We designed a pilot project where students from four sites on Manitoulin Island joined actors from Debajehmujig. They explored themes of mental illness and social disadvantage, while doing mock patient interviews, with fellow healthcare professionals  and of understanding the roles that arts groups may play within their communities.

  First we established what animators would need to clearly “show” in order to demonstrate the conditions we were asked to characterize. These were anxiety, depression, cognitive decline. The layers of experience for each character were explored, some designed specifically including foundational issues that resulted in relative or absolute homelessness.

Each character was constructed with a minimum of three layers of experience each of which could be accessed depending on the questions being asked by the 110 student. The social context in which each condition was occurring was constructed with special consideration given to cross cultural issues in Northern health care, regional economic realities and the S BAR tool used by the NOSM students to determine likely causes of the problems presented.

We determined two justifications for each presenting condition – for example the animator depicting “cognitive decline” could choose which justification they were going to play in the moment. The cognitive decline scenario had two possible back stories, one involved an industrial accident, the other involved an increasing series of outcomes from untreated diabetes, some of which resulted in the appearance of cognitive decline.
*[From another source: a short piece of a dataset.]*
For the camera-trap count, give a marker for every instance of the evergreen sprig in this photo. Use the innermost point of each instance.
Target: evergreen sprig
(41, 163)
The animators were asked to improvise within the set of parameters given to show the “condition” – so that neither the artist or medical student could fall into a pattern of response. Animators were asked to pay attention to how they were engaging the “Doctor” and what was their internal response to the questions that were asked, the tone, posture, rate of speech etc.

Four scenario stations were constructed to accommodate eight medical students working in pairs. Three scenario stations presented characters with medical conditions. The forth station explored communications through a series of neuro linguistic exercises. All students experienced each scenario and was facilitated in applying their S BAR tool.

Local geography meant considerable travel was required from the 3 groups of students, so a change to a single day format would be preferable.  This would also enhance the discussions regarding past healthcare themed community engagement projects from the animators. The improvisational technique may deepen the learning through a greater intensity of the patient interaction.  A greater benefit for the students in the future related to their appreciation of the storytellers may include a discussion from the animators of their preparation for the event.